Now, however, another Nobel controversy has arisen for the singer-songwriter: Numerous outlets have reported that he may have plagiarized from SparkNotes during a long passage on Herman Melville’s Moby Dick in his long-awaited lecture.

The discovery stems from a line in which Dylan appears to directly quote Moby Dick. “A Quaker pacifist priest, who is actually a bloodthirsty businessman, tells Flask, ‘Some men who receive injuries are led to God, others are led to bitterness,’” said Dylan. One problem: that line never appears in the actual novel.

Writer Ben Greenman noted in a blog that the quote appeared to have been fabricated. Then, Andrea Pitzer tracked down a similar quote, not in the book itself but on an entry about Moby Dick on the website SparkNotes ― a website that, like the iconic CliffsNotes, provides summaries, character descriptions and thematic breakdowns of books for students to use during study (or use to skip the reading altogether). In a Slate piece, Pitzer documents over a dozen other instances in which Dylan’s discussion of the classic book closely mirrors language found in SparkNotes.

This may seem to fall in a gray area of plagiarism ― most of the matching snippets Pitzer lists consist of phrases or pacing choices in Dylan’s summary of the book, not full sentences or passages. There’s a good chance that it was at least inadvertent: In preparing his speech, he consulted SparkNotes to brush up on his Melville, then had their framing and word choices floating in his head when he sat down to write.

Some scholars defended his cribbing from SparkNotes to the Minnesota Star-Tribune, suggesting that it was simply an artistic allusion and even a mocking wink at the Nobel committee. “His lecture is ... meant to be a post-modern work of art,” said Alex Lubet, a music professor at the University of Minnesota.

Maybe it was simple plagiarism.

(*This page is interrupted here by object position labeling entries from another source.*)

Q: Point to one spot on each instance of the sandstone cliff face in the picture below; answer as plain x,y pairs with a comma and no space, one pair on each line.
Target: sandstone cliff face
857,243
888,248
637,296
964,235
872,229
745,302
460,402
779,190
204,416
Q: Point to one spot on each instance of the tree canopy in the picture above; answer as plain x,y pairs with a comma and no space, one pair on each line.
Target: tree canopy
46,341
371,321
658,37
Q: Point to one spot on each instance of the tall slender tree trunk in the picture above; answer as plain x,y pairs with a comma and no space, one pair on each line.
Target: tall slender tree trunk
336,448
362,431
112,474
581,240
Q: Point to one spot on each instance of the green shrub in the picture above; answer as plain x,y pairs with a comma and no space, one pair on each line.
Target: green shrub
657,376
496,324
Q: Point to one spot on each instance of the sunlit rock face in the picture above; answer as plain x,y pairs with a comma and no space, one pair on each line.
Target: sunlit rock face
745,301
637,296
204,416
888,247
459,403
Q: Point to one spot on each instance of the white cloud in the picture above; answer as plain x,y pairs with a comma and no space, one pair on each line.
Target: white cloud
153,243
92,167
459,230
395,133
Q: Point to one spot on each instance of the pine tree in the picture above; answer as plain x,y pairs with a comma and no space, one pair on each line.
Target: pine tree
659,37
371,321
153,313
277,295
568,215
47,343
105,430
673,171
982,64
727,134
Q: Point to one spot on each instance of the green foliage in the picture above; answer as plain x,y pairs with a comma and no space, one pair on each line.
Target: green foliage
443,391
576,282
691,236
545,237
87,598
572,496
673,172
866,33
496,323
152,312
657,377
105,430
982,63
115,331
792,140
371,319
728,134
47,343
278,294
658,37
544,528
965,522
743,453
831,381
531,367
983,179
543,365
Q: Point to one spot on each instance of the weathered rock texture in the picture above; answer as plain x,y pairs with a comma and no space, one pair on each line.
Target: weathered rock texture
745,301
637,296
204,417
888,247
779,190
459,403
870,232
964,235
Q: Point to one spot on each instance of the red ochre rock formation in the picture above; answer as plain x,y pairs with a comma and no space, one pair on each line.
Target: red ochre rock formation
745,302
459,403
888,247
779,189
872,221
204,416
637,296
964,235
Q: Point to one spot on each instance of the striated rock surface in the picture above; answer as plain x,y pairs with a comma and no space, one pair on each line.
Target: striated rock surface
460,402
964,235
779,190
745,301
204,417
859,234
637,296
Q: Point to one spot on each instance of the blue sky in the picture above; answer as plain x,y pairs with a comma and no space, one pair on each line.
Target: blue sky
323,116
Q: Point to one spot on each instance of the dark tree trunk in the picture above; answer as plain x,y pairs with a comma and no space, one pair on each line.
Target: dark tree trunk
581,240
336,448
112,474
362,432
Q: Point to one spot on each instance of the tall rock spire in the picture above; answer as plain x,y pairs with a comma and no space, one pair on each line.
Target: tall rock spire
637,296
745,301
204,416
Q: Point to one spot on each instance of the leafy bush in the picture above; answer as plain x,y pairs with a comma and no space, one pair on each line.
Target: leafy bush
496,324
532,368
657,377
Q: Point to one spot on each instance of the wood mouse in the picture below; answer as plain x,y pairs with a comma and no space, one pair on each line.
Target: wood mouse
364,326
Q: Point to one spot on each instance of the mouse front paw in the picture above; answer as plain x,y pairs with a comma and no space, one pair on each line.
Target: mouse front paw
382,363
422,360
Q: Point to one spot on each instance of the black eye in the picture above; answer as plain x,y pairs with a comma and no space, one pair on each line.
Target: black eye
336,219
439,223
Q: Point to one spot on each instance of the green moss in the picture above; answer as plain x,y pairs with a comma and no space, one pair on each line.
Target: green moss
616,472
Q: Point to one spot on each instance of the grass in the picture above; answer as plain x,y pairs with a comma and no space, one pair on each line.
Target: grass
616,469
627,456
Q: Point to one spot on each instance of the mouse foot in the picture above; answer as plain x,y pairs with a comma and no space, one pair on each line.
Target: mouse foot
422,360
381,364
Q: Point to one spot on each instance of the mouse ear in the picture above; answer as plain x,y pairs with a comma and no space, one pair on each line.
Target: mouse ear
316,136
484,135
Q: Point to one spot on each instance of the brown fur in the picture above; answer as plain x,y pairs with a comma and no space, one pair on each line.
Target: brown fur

Maybe it was a brilliant, paradigm-shifting artistic web of allusion. Or maybe, and perhaps most disappointingly, Dylan was just being lazy. “He’s on the road all the time. He just turned 76,” pointed out David Yaffe, a Syracuse University professor of humanities, to the Star-Tribune. “You could see him wanting to take a few shortcuts.”

Sure, sure ― except Dylan took an extra six months on his assignment only to turn in one that was hastily cobbled together with the aid of SparkNotes. Would the professors defending the musical icon for taking such “shortcuts” have similar patience for a student who cited SparkNotes instead of the assigned text because they were overwhelmed with classwork? Perhaps ― none of my literature professors were ever impressed by such an excuse.

Stephen Fallon, John J. Cavanaugh Professor of the Humanities at the University of Notre Dame, told HuffPost, “If a student borrowed [from SparkNotes] as Dylan does here, I’d be concerned about plagiarism, but I might give Dylan a pass as he’s not implicitly claiming as his own the ideas of someone else.” Still, “the fact that he clearly turned to SparkNotes raises doubts and also the question of why he didn’t at least skim the novel again before devoting a good chunk of a Nobel lecture to it.” (Editor’s Note: Stephen Fallon is the father of this post’s author.)

Any use of SparkNotes’s interpretations, as opposed to simple plot summary, would be more troubling, he added.

The Nobel Prize in Literature often goes to writers with many decades under their belt and a host of obligations, but this typically does not preclude them from crafting an original, erudite lecture. If Dylan was incapable of doing so ― even while taking advantage of his full six-month window to compose it ― he had the option of turning down the prize. Others, such as Jean-Paul Sartre, have done so in the past.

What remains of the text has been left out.